“If thou doest the feat,” quoth the Baron, “rest assured I shall keep my promise.”

For the task he had set bold Robin was, as the Baron well knew, a thousand times more difficult than that of shooting at the Picking Rods.

Robin Hood conversed awhile with Friar Tuck, and then the whole company moved off to the summit of Werneth Low. The stone, or rock, as it should more properly be called, was a huge mass almost the height of a man. It had occupied its position on the summit of Werneth since the world was created. A round half-dozen of the Baron’s retainers failed to lift it. But Robin Hood, casting aside his jerkin, and baring his brawny arm, raised the great stone slowly aloft, and then, with one mighty throw, cast it out westward towards the sunset, and, amid a wild shout of triumph, it disappeared in the distance.

They afterwards found the stone in the bed of the River Tame, near the woods of Arden, and, under the name of “Robin Hood’s Stone” it remains in that same spot to this day.

“THE ROBIN HOOD STONE.”

Now there are some who profess to believe that no mortal power could cast that stone so great a distance, and they explain the event by supposing that Robin was in league with the good fairies, who gave him strength to lift the stone, and then, (invisible to men) flew away with it, and dropped it in the Tame. And perhaps these people may be right.

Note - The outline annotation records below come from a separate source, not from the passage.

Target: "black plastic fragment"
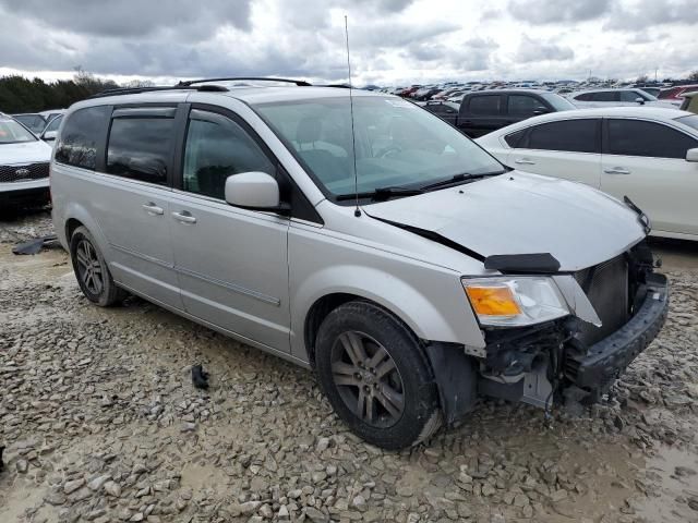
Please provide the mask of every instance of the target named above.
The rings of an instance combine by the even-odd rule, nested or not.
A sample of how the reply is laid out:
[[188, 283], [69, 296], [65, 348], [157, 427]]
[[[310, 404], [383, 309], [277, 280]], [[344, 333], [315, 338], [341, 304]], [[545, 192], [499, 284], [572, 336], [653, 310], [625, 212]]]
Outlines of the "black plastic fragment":
[[484, 259], [484, 268], [502, 272], [550, 273], [559, 270], [559, 262], [550, 253], [494, 254]]
[[201, 365], [192, 367], [192, 384], [197, 389], [208, 389], [208, 373]]
[[28, 242], [20, 243], [12, 247], [13, 254], [37, 254], [44, 247], [44, 244], [58, 240], [56, 234], [49, 234], [44, 238], [35, 238]]

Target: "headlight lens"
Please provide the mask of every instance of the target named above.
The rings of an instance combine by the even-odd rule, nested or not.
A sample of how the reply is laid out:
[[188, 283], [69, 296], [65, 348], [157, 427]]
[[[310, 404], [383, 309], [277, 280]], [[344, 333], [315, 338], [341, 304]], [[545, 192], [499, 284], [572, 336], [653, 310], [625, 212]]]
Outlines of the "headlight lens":
[[557, 285], [550, 278], [464, 278], [462, 287], [482, 325], [517, 327], [569, 314]]

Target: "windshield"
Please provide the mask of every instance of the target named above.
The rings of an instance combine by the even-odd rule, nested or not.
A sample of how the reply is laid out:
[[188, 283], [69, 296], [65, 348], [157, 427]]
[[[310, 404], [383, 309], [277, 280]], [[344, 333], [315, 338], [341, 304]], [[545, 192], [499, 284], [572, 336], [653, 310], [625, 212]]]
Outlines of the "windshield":
[[645, 98], [647, 101], [657, 101], [657, 97], [649, 94], [647, 90], [642, 90], [642, 89], [637, 89], [636, 93], [640, 96], [642, 96], [642, 98]]
[[17, 114], [13, 118], [36, 134], [44, 131], [44, 127], [46, 126], [46, 120], [44, 120], [39, 114]]
[[[353, 194], [349, 97], [258, 104], [255, 108], [305, 163], [321, 188]], [[394, 97], [353, 98], [357, 190], [421, 186], [503, 166], [438, 117]]]
[[34, 142], [36, 136], [14, 120], [0, 120], [0, 144]]
[[541, 98], [547, 101], [556, 111], [571, 111], [577, 107], [569, 100], [555, 93], [541, 93]]
[[690, 114], [689, 117], [681, 117], [676, 119], [677, 122], [694, 127], [698, 131], [698, 114]]
[[58, 131], [58, 127], [61, 124], [61, 120], [63, 120], [63, 117], [62, 114], [59, 114], [58, 117], [56, 117], [53, 120], [50, 121], [50, 123], [46, 126], [44, 132], [49, 133], [51, 131]]

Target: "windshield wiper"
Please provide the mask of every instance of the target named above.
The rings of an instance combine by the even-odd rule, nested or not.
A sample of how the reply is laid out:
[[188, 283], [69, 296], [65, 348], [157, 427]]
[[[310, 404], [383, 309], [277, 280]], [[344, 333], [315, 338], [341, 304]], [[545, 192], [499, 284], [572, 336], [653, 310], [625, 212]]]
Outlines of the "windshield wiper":
[[441, 180], [440, 182], [429, 183], [426, 185], [422, 185], [419, 187], [422, 192], [433, 191], [434, 188], [447, 187], [450, 185], [457, 185], [460, 182], [470, 182], [473, 180], [479, 180], [485, 177], [496, 177], [498, 174], [504, 174], [506, 171], [494, 171], [494, 172], [483, 172], [481, 174], [472, 174], [470, 172], [462, 172], [460, 174], [455, 174], [446, 180]]
[[340, 194], [337, 196], [337, 200], [346, 200], [346, 199], [354, 199], [354, 198], [371, 198], [371, 199], [389, 199], [396, 196], [414, 196], [418, 194], [424, 193], [422, 187], [409, 188], [409, 187], [376, 187], [373, 191], [365, 191], [363, 193], [349, 193], [349, 194]]

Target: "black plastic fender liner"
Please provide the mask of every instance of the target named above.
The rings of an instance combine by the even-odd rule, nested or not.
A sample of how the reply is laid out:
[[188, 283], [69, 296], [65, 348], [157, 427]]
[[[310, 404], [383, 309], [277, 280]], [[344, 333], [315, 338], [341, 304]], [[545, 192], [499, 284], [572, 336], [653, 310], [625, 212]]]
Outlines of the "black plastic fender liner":
[[550, 253], [494, 254], [484, 258], [484, 268], [501, 272], [550, 275], [559, 270], [559, 262]]
[[444, 422], [453, 425], [473, 410], [478, 397], [476, 362], [458, 343], [429, 342], [425, 352], [432, 365]]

Be that as it may, there is no record to show that the bold bad Baron disbelieved in Robin’s powers, and we may take it for granted that the lovely maiden was duly released, that she married the lad of her choice, and that they lived happy ever afterwards, as they certainly deserved to do.


It is asserted by some that there was a much smaller stone near the great Robin Hood Stone on Werneth Low, and that Little John afterwards threw this stone in the direction of the one thrown by Robin. The second stone, being lighter, travelled a few yards further than the first, but the throw being not so skilful the stone was broken in several pieces by the fall. It lies to this day near the Robin Hood Stone in the waters of the River Tame, and it still retains the name of that giant forester Little John.